If you have never heard of Section 8, then it’s clear that you are neither a landlord nor one of the more than 3 million people receiving some form of public assistance and subsidized housing, because that’s what Section 8 is all about.
“In our country, we do at least try to keep a roof over the heads of millions of people who have fallen on tough times, or, through their own ignorance, lack of common sense and no idea where babies come from, are inches away from being homeless,” Ted, who owns two subsidized apartment houses not far from Fresno, told You and the Law.
His comments and observations reflect the feelings of many Section 8 landlords, often regretting having taken on these tenants.
“Section 8 is a major lifeline to these people and their children, because landlords like me are willing to accept tenants who couldn’t afford to rent a broom closet, let alone an apartment,” Ted points out.
“The government requires these housing units to meet very stringent conditions and, at least yearly, every apartment must be inspected. Our lease also calls for regular inspections and reinspections if necessary, something which most tenants understand, but slobs just don’t get it and run a risk of being evicted,” he stressed.
“Being on Section 8 is not a right, it is a privilege and can be lost if violation of house rules occur, including damage to the rental unit, domestic violence, or the tenant living in filthy conditions which attract insects and rodents,” he added.
‘They complained about crumbs on the floor’
One of our readers complained to You and the Law that the management company threatened her with eviction because “they found a few bread crumbs on the floor.”
“I have never heard of anything so silly. Could they really evict me for this?” she asked.
“This is a common problem, where apartments have been repeatedly sprayed for cockroaches, and it wasn’t a few crumbs, but the place looked as if it had not been cleaned for months.

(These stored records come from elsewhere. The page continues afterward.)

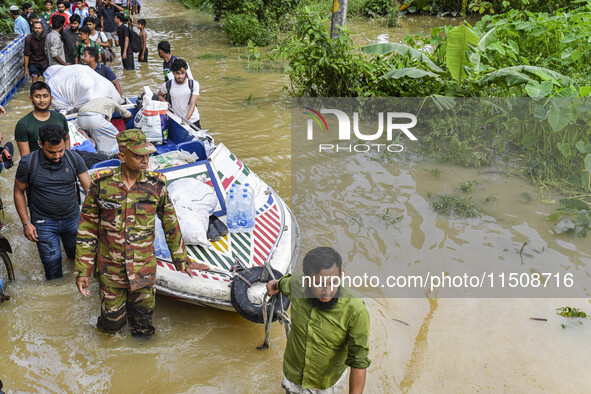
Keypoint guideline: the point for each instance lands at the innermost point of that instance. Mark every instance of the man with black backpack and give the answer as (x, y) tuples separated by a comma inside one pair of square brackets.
[(124, 41), (47, 180), (181, 93)]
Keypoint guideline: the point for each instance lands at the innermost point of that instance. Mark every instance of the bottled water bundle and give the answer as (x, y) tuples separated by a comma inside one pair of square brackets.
[(240, 208)]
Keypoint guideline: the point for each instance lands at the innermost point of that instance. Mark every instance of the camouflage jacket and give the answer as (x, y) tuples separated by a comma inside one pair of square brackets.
[(116, 230)]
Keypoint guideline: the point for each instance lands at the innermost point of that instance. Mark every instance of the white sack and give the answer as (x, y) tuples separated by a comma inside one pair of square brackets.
[(75, 85), (194, 201)]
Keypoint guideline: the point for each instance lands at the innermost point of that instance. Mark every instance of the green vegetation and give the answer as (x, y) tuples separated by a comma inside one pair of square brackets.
[(390, 219), (517, 54), (463, 7), (453, 204), (578, 220), (433, 171), (571, 313), (211, 56), (6, 20)]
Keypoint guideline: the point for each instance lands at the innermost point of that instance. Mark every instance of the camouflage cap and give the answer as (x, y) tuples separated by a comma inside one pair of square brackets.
[(135, 141)]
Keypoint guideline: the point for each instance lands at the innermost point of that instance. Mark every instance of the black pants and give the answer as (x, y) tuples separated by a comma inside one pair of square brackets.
[(140, 54), (128, 63)]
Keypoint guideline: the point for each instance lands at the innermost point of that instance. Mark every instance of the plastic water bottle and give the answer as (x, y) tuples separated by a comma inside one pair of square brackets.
[(248, 190), (247, 213), (232, 213), (252, 206)]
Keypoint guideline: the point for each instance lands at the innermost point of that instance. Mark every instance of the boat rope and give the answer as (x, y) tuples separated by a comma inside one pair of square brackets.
[(268, 317)]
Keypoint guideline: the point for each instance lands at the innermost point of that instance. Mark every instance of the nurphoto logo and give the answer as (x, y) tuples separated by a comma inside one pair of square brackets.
[(390, 121)]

Any kind of food left around in a kitchen or elsewhere is a dinner bell, a real ‘Come and Get It!’ for insects and rodents. When one tenant lives this way, it is a direct threat to the health of others nearby and an added expense for management in sending out pest control companies.”

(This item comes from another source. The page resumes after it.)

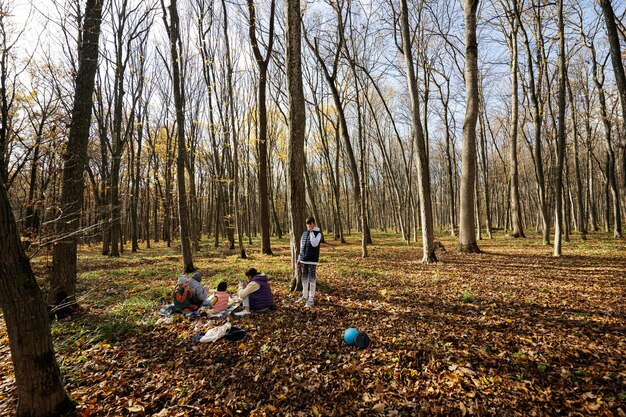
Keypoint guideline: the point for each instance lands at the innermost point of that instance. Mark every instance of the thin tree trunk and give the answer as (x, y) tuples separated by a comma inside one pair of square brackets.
[(467, 229), (179, 96), (423, 170), (38, 380), (560, 145), (64, 256), (297, 120)]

“And if not corrected, it indeed can be the basis for eviction,” he stressed.
“But you would be surprised at the number of Section 8 tenants who have no idea how to keep an apartment clean! Landlords who operate these rentals often become something like a social worker, teaching very basic life skills to people who are, quite literally, living on the wrong side of the tracks, and this has gone on, in many cases, for over 30 years, from grandparents to parents, then to adult children today,” he points out.
‘You can’t come in here – my home is my castle’

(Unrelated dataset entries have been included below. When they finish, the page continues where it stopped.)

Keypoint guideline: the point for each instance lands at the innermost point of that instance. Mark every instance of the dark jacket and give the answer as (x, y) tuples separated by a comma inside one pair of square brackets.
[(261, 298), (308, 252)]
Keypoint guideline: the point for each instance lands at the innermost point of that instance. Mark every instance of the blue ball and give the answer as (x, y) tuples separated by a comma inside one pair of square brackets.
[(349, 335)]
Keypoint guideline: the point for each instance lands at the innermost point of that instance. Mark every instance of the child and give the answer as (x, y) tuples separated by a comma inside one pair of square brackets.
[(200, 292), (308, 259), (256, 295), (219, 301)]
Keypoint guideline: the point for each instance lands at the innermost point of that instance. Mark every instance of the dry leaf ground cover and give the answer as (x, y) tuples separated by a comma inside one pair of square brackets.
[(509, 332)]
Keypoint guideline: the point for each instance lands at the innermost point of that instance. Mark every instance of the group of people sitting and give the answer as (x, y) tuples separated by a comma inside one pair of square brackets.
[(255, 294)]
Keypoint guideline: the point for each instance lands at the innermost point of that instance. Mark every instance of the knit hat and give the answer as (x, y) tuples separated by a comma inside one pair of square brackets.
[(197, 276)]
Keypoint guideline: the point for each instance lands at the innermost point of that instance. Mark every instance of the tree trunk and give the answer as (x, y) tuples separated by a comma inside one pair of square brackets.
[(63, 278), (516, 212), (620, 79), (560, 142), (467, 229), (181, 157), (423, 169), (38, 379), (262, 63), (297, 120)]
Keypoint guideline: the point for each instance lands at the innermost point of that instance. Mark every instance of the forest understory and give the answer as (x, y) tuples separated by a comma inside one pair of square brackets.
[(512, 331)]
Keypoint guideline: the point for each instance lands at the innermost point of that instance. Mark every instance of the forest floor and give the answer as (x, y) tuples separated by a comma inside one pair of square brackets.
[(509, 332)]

A number of the tenants we spoke with complained about what they felt were unnecessarily frequent inspections of “their property.” Some have been known to scream at landlords, “You can’t come in here!” That is generally not a good attitude if they want to continue living cheaply in the Section 8 unit.
“We inform our tenants that, as a part of your privilege of getting subsidized, extremely inexpensive housing, someone needs to verify that you are keeping up with your end of the bargain and so is the landlord,” Ted was quick to point out.
“For this reason, a well-drafted Section 8 lease makes it clear that the landlord will inspect rental units at least yearly and provide adequate notice. If conditions which the tenant needs to remedy are found, follow-up inspections are scheduled. It must be understood that Section 8 gives the landlord greater access and rights to inspect the rental than in non-Section 8 tenancies,” he stressed.
So are there excellent Section 8 tenants and jerk landlords? Of course. But, from everyone we interviewed, in our opinion, the scales tip far over in favor of landlords who help to keep a roof over the heads of these families who are barely hanging on.
When something is free or extremely inexpensive, often it’s only appreciated when taken away.